Вмѣсто отвѣта, Аблесимовъ выстрѣлилъ въ насъ: этакъ, знаете, дробью и обсыпало тарантасъ; пристяжная замотала окровавленнымъ ухомъ. Глуховъ захохоталъ, а меня начала бить лихорадка и ноги стали по нашиваться.

— А что, Антоша, выкурилъ лисицу-то, а?

— Выкурили….

— Ну, а промахъ далъ?

— Далъ.

— Стрѣлять не умѣетъ, Антоша, — не умѣетъ?

— Гдѣ ему — не умѣетъ.

— А вѣдь смѣшно, Аптоша!

— Какъ не смѣшно; смѣшно, отвѣчалъ я.

— Ну, теперь трогай! приказалъ Глуховъ, закуривая трубку и крестясь.

Кучеръ подобралъ возжи, свиснулъ, тройка понеслась вихремъ — и слѣдъ простылъ.

— Да-съ, заключилъ съ протяжнымъ вздохомъ приставъ, такихъ шутниковъ, не при васъ будь сказано, какъ покойный Глуховъ — царство небесное — рѣдкость!… И не сыщутся — нѣ-ѣтъ!

— Развѣ вы меня также причисляете къ шутникамъ? спросилъ Пугачевъ.

— А какже: вѣдь вы человѣкъ славный, не то, что этакіе, знаете… Приставъ повелъ по воздуху пальцами и, дружески подмигивая, потрепалъ Пугачева по животу.

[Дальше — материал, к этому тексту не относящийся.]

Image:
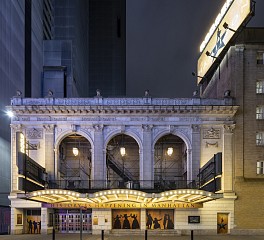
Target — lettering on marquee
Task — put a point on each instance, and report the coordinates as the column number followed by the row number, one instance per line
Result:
column 116, row 205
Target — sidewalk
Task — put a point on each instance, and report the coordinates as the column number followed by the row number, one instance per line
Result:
column 111, row 237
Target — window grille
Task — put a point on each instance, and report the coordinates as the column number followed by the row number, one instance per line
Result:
column 259, row 139
column 260, row 86
column 260, row 57
column 260, row 167
column 260, row 112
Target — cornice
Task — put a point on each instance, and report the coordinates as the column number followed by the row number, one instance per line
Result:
column 123, row 110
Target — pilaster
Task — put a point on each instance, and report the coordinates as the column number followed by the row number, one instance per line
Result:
column 227, row 161
column 49, row 151
column 146, row 161
column 99, row 163
column 194, row 154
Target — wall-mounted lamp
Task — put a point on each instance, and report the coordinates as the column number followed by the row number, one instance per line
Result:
column 75, row 151
column 10, row 114
column 227, row 93
column 123, row 151
column 225, row 25
column 210, row 55
column 170, row 151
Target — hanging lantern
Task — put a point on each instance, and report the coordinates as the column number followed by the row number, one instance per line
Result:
column 75, row 151
column 123, row 151
column 170, row 151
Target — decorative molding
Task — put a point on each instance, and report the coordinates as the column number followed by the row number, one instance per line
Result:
column 207, row 144
column 171, row 128
column 74, row 128
column 16, row 127
column 34, row 133
column 98, row 127
column 229, row 128
column 211, row 133
column 196, row 128
column 122, row 128
column 49, row 128
column 146, row 127
column 33, row 146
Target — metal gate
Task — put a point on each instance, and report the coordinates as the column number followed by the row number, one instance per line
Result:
column 69, row 221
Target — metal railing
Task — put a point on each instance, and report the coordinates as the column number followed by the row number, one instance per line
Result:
column 144, row 185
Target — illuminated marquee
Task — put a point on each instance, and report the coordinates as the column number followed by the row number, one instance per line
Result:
column 127, row 204
column 234, row 14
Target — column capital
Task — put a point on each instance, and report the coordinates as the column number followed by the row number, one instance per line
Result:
column 146, row 127
column 16, row 127
column 98, row 127
column 229, row 128
column 196, row 128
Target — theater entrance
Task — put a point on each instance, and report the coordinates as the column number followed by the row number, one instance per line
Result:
column 69, row 221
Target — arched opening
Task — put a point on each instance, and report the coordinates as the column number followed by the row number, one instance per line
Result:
column 170, row 163
column 74, row 165
column 122, row 161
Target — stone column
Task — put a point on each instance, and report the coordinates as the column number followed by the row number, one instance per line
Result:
column 15, row 128
column 146, row 160
column 227, row 158
column 195, row 151
column 98, row 161
column 50, row 165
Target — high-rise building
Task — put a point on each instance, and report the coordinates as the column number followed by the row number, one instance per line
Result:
column 241, row 76
column 45, row 48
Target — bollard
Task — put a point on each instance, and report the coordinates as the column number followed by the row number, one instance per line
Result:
column 102, row 235
column 53, row 234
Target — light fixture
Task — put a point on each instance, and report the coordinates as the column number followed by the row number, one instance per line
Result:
column 123, row 151
column 225, row 25
column 210, row 55
column 170, row 151
column 195, row 75
column 10, row 114
column 75, row 151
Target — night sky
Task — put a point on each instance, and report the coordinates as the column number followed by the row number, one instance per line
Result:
column 163, row 40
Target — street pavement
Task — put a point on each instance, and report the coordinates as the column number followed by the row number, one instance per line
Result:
column 131, row 237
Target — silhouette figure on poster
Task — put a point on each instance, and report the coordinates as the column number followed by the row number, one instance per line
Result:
column 170, row 224
column 35, row 224
column 117, row 222
column 156, row 223
column 165, row 221
column 135, row 224
column 149, row 221
column 29, row 226
column 126, row 223
column 39, row 229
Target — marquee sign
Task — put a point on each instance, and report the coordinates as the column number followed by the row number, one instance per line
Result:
column 234, row 14
column 124, row 205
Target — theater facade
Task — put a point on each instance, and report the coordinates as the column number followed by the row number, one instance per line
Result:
column 116, row 164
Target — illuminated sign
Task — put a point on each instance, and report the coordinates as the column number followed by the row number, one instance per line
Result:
column 127, row 204
column 22, row 142
column 236, row 14
column 215, row 24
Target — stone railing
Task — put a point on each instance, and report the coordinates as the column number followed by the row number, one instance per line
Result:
column 17, row 101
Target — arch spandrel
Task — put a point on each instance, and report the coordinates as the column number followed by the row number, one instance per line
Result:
column 184, row 134
column 128, row 132
column 69, row 132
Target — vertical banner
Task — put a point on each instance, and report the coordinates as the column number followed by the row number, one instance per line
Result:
column 222, row 223
column 160, row 219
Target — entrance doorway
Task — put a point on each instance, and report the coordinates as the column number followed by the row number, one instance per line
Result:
column 222, row 223
column 69, row 221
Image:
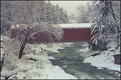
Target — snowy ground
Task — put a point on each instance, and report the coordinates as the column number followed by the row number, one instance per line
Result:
column 34, row 64
column 104, row 60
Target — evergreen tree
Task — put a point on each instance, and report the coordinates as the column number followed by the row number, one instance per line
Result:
column 106, row 28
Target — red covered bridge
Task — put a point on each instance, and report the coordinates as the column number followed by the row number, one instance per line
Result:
column 72, row 32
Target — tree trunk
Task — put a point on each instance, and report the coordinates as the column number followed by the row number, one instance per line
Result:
column 22, row 48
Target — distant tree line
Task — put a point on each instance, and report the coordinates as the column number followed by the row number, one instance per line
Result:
column 45, row 11
column 90, row 13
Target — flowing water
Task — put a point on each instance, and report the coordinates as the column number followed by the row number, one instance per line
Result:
column 70, row 60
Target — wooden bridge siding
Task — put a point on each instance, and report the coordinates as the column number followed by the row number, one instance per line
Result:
column 76, row 35
column 70, row 35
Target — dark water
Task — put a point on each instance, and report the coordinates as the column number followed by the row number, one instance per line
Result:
column 72, row 63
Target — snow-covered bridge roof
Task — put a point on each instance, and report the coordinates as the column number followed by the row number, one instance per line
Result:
column 66, row 26
column 76, row 25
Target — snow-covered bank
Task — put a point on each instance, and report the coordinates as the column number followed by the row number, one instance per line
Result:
column 34, row 64
column 104, row 60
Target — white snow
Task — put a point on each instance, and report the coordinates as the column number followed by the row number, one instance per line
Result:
column 34, row 64
column 104, row 60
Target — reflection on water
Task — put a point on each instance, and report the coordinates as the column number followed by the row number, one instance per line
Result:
column 70, row 60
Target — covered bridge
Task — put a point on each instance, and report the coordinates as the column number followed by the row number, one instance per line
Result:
column 72, row 32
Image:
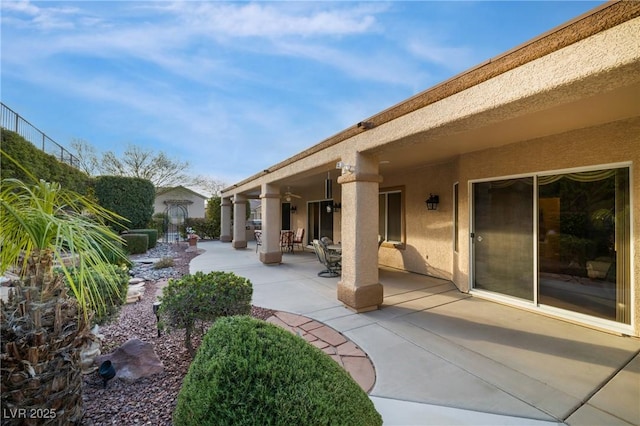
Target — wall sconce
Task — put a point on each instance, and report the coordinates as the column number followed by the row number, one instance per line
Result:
column 346, row 168
column 432, row 202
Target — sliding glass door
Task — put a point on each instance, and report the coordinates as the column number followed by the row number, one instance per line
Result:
column 503, row 237
column 578, row 243
column 584, row 242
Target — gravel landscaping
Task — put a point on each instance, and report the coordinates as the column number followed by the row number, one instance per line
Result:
column 148, row 401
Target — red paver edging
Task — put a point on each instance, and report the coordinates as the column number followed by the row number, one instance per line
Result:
column 342, row 350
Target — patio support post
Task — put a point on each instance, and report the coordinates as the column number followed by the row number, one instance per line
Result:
column 359, row 288
column 225, row 220
column 239, row 222
column 270, row 252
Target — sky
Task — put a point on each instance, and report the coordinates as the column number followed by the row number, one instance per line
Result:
column 233, row 88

— Самъ ты шутъ гороховый! подумалъ Пугачевъ, приглашая пристава въ кабинетъ.

Приставъ оглянулся и замѣтивъ въ огородѣ чучело въ вицъ-мундирѣ, отвелъ въ сторону Пугачева.

— Не хорошо, Дмитрій Ивановичъ, не хорошо! таинственно прошепталъ онъ надъ самымъ ухомъ Пугачева. Не хорошо. Лучше, еслибъ вы приказали снять чучело; не то, доложу вамъ, мужики потеряютъ всякое уваженіе къ мундиру, къ начальству… Да пожалуй подумаютъ — ну, ей-ей, подумаютъ — что вы также одинъ изъ этакихъ, знаете… приставъ снова повелъ по воздуху пальцами и мрачно взглянулъ на чучело.